Иртэ научился хватать погремушку. Потом — ползать. Чуть позже сделал первый шаг.
Я ждала.
В город приходили тени, кое-кто, наоборот, уходил.
Я ждала, и на моей голове сияли изумруды и черный жемчуг. Каждый раз, когда в тронный зал приходила тень с просьбой остаться в моем городе, я вздрагивала, пристально вглядываясь в ее черты, надеясь — до боли в сердце — что на этот раз это будет Эрис Аш-исси.
Ведь он… обещал. Тень всегда выполняет желание, если перед этим задаст главный вопрос «чего ты хочешь». Эрис успел спросить меня, я ответила. Он… просто должен был сплести нить судьбы так, чтобы вернуться. Заставить созданный город вернуть себя. Сколько придется ждать?

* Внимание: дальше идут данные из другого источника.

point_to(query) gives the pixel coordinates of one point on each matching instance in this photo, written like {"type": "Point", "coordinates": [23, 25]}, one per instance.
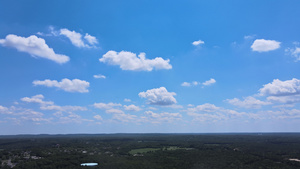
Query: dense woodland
{"type": "Point", "coordinates": [151, 151]}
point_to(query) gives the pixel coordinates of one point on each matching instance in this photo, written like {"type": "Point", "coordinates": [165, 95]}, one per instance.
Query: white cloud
{"type": "Point", "coordinates": [90, 39]}
{"type": "Point", "coordinates": [248, 102]}
{"type": "Point", "coordinates": [127, 100]}
{"type": "Point", "coordinates": [63, 108]}
{"type": "Point", "coordinates": [199, 42]}
{"type": "Point", "coordinates": [209, 82]}
{"type": "Point", "coordinates": [195, 83]}
{"type": "Point", "coordinates": [122, 117]}
{"type": "Point", "coordinates": [249, 37]}
{"type": "Point", "coordinates": [113, 111]}
{"type": "Point", "coordinates": [281, 88]}
{"type": "Point", "coordinates": [262, 45]}
{"type": "Point", "coordinates": [98, 117]}
{"type": "Point", "coordinates": [99, 76]}
{"type": "Point", "coordinates": [129, 61]}
{"type": "Point", "coordinates": [162, 117]}
{"type": "Point", "coordinates": [75, 85]}
{"type": "Point", "coordinates": [36, 99]}
{"type": "Point", "coordinates": [210, 112]}
{"type": "Point", "coordinates": [159, 96]}
{"type": "Point", "coordinates": [76, 38]}
{"type": "Point", "coordinates": [186, 84]}
{"type": "Point", "coordinates": [207, 107]}
{"type": "Point", "coordinates": [132, 108]}
{"type": "Point", "coordinates": [49, 105]}
{"type": "Point", "coordinates": [4, 110]}
{"type": "Point", "coordinates": [33, 45]}
{"type": "Point", "coordinates": [284, 99]}
{"type": "Point", "coordinates": [295, 52]}
{"type": "Point", "coordinates": [106, 105]}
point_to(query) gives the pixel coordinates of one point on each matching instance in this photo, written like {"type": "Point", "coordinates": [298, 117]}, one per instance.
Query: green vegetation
{"type": "Point", "coordinates": [151, 151]}
{"type": "Point", "coordinates": [142, 150]}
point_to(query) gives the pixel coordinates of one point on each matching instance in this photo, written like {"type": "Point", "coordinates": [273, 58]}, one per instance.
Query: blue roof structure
{"type": "Point", "coordinates": [89, 164]}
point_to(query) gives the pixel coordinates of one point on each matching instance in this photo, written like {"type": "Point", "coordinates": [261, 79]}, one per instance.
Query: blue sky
{"type": "Point", "coordinates": [149, 66]}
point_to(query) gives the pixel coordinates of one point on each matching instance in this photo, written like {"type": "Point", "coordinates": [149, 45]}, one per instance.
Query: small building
{"type": "Point", "coordinates": [89, 164]}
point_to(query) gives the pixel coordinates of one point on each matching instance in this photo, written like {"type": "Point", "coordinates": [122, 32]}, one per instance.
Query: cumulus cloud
{"type": "Point", "coordinates": [90, 39]}
{"type": "Point", "coordinates": [99, 76]}
{"type": "Point", "coordinates": [284, 99]}
{"type": "Point", "coordinates": [129, 61]}
{"type": "Point", "coordinates": [159, 96]}
{"type": "Point", "coordinates": [199, 42]}
{"type": "Point", "coordinates": [248, 102]}
{"type": "Point", "coordinates": [210, 112]}
{"type": "Point", "coordinates": [75, 85]}
{"type": "Point", "coordinates": [132, 108]}
{"type": "Point", "coordinates": [4, 110]}
{"type": "Point", "coordinates": [195, 83]}
{"type": "Point", "coordinates": [122, 117]}
{"type": "Point", "coordinates": [295, 52]}
{"type": "Point", "coordinates": [76, 38]}
{"type": "Point", "coordinates": [34, 46]}
{"type": "Point", "coordinates": [262, 45]}
{"type": "Point", "coordinates": [36, 99]}
{"type": "Point", "coordinates": [49, 105]}
{"type": "Point", "coordinates": [209, 82]}
{"type": "Point", "coordinates": [106, 105]}
{"type": "Point", "coordinates": [98, 117]}
{"type": "Point", "coordinates": [114, 111]}
{"type": "Point", "coordinates": [63, 108]}
{"type": "Point", "coordinates": [127, 100]}
{"type": "Point", "coordinates": [162, 117]}
{"type": "Point", "coordinates": [186, 84]}
{"type": "Point", "coordinates": [281, 88]}
{"type": "Point", "coordinates": [207, 107]}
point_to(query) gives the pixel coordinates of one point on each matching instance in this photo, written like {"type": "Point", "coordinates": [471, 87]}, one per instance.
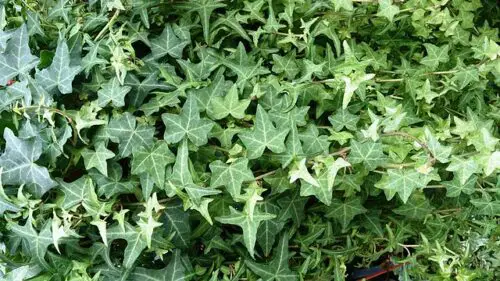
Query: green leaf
{"type": "Point", "coordinates": [454, 188]}
{"type": "Point", "coordinates": [387, 10]}
{"type": "Point", "coordinates": [462, 168]}
{"type": "Point", "coordinates": [123, 129]}
{"type": "Point", "coordinates": [229, 105]}
{"type": "Point", "coordinates": [343, 119]}
{"type": "Point", "coordinates": [435, 55]}
{"type": "Point", "coordinates": [17, 58]}
{"type": "Point", "coordinates": [112, 92]}
{"type": "Point", "coordinates": [249, 223]}
{"type": "Point", "coordinates": [136, 242]}
{"type": "Point", "coordinates": [369, 153]}
{"type": "Point", "coordinates": [60, 74]}
{"type": "Point", "coordinates": [231, 176]}
{"type": "Point", "coordinates": [264, 135]}
{"type": "Point", "coordinates": [36, 243]}
{"type": "Point", "coordinates": [345, 211]}
{"type": "Point", "coordinates": [18, 163]}
{"type": "Point", "coordinates": [417, 207]}
{"type": "Point", "coordinates": [153, 161]}
{"type": "Point", "coordinates": [402, 182]}
{"type": "Point", "coordinates": [204, 8]}
{"type": "Point", "coordinates": [97, 159]}
{"type": "Point", "coordinates": [175, 271]}
{"type": "Point", "coordinates": [171, 42]}
{"type": "Point", "coordinates": [277, 269]}
{"type": "Point", "coordinates": [187, 124]}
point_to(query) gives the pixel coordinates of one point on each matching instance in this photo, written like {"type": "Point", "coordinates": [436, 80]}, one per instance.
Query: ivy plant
{"type": "Point", "coordinates": [249, 140]}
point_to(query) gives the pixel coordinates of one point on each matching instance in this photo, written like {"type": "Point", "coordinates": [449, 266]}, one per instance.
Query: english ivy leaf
{"type": "Point", "coordinates": [112, 92]}
{"type": "Point", "coordinates": [343, 118]}
{"type": "Point", "coordinates": [97, 158]}
{"type": "Point", "coordinates": [312, 142]}
{"type": "Point", "coordinates": [454, 187]}
{"type": "Point", "coordinates": [175, 271]}
{"type": "Point", "coordinates": [417, 207]}
{"type": "Point", "coordinates": [401, 181]}
{"type": "Point", "coordinates": [292, 206]}
{"type": "Point", "coordinates": [60, 74]}
{"type": "Point", "coordinates": [180, 173]}
{"type": "Point", "coordinates": [17, 58]}
{"type": "Point", "coordinates": [369, 153]}
{"type": "Point", "coordinates": [171, 42]}
{"type": "Point", "coordinates": [462, 168]}
{"type": "Point", "coordinates": [322, 191]}
{"type": "Point", "coordinates": [266, 234]}
{"type": "Point", "coordinates": [18, 163]}
{"type": "Point", "coordinates": [112, 184]}
{"type": "Point", "coordinates": [204, 8]}
{"type": "Point", "coordinates": [153, 161]}
{"type": "Point", "coordinates": [130, 136]}
{"type": "Point", "coordinates": [277, 269]}
{"type": "Point", "coordinates": [264, 135]}
{"type": "Point", "coordinates": [440, 152]}
{"type": "Point", "coordinates": [176, 222]}
{"type": "Point", "coordinates": [387, 10]}
{"type": "Point", "coordinates": [345, 211]}
{"type": "Point", "coordinates": [231, 176]}
{"type": "Point", "coordinates": [286, 64]}
{"type": "Point", "coordinates": [249, 223]}
{"type": "Point", "coordinates": [435, 55]}
{"type": "Point", "coordinates": [229, 105]}
{"type": "Point", "coordinates": [36, 243]}
{"type": "Point", "coordinates": [136, 242]}
{"type": "Point", "coordinates": [187, 124]}
{"type": "Point", "coordinates": [76, 192]}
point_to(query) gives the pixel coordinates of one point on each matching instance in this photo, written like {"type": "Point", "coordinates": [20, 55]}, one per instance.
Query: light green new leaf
{"type": "Point", "coordinates": [112, 92]}
{"type": "Point", "coordinates": [123, 130]}
{"type": "Point", "coordinates": [263, 135]}
{"type": "Point", "coordinates": [231, 176]}
{"type": "Point", "coordinates": [387, 10]}
{"type": "Point", "coordinates": [400, 181]}
{"type": "Point", "coordinates": [17, 58]}
{"type": "Point", "coordinates": [344, 212]}
{"type": "Point", "coordinates": [435, 55]}
{"type": "Point", "coordinates": [60, 74]}
{"type": "Point", "coordinates": [277, 269]}
{"type": "Point", "coordinates": [18, 163]}
{"type": "Point", "coordinates": [153, 161]}
{"type": "Point", "coordinates": [369, 153]}
{"type": "Point", "coordinates": [462, 168]}
{"type": "Point", "coordinates": [249, 223]}
{"type": "Point", "coordinates": [97, 158]}
{"type": "Point", "coordinates": [229, 105]}
{"type": "Point", "coordinates": [187, 123]}
{"type": "Point", "coordinates": [136, 242]}
{"type": "Point", "coordinates": [454, 188]}
{"type": "Point", "coordinates": [171, 41]}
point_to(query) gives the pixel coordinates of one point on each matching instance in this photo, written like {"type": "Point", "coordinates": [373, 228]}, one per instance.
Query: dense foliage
{"type": "Point", "coordinates": [237, 140]}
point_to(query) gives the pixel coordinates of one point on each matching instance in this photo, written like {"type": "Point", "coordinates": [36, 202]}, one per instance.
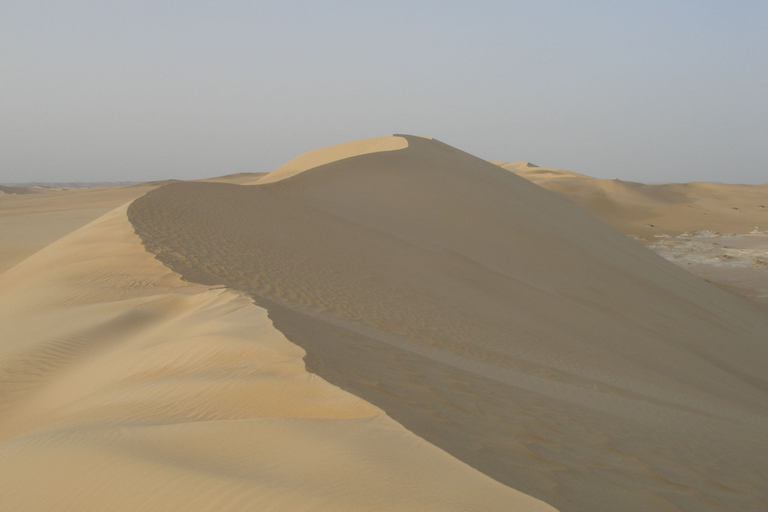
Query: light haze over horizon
{"type": "Point", "coordinates": [652, 91]}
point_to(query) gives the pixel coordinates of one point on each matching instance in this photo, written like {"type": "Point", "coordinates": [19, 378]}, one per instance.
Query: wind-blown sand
{"type": "Point", "coordinates": [716, 231]}
{"type": "Point", "coordinates": [124, 388]}
{"type": "Point", "coordinates": [495, 320]}
{"type": "Point", "coordinates": [35, 217]}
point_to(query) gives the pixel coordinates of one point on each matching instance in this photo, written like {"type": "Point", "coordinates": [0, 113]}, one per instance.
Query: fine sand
{"type": "Point", "coordinates": [123, 387]}
{"type": "Point", "coordinates": [718, 232]}
{"type": "Point", "coordinates": [493, 319]}
{"type": "Point", "coordinates": [31, 218]}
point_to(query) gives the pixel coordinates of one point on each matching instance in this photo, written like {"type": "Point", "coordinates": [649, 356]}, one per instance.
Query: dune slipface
{"type": "Point", "coordinates": [496, 320]}
{"type": "Point", "coordinates": [124, 388]}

Иртэ носился по дворцу на спине своего эшти. Иртэ исполнилось четыре года. По вечерам, укладывая его спать, я шепотом рассказывала ему о том, каким был его отец.
А каким?
Я его запомнила смелым и сильным. Даже несмотря на то, что он поначалу боялся признаться самому себе, что полюбил человеческую женщину. Но множество других испытаний он преодолел, даже те, где иной уже бы сошел с ума от боли и безысходности. А ещё Эрис любил меня так, как никто, потому что мало кто способен отдать свою жизнь, чтобы спасти жену.
— А где он? — однажды спросил Иртэ.
— Он вернется, — уверенно ответила я и поцеловала теплую, еще пахнущую молоком, макушку.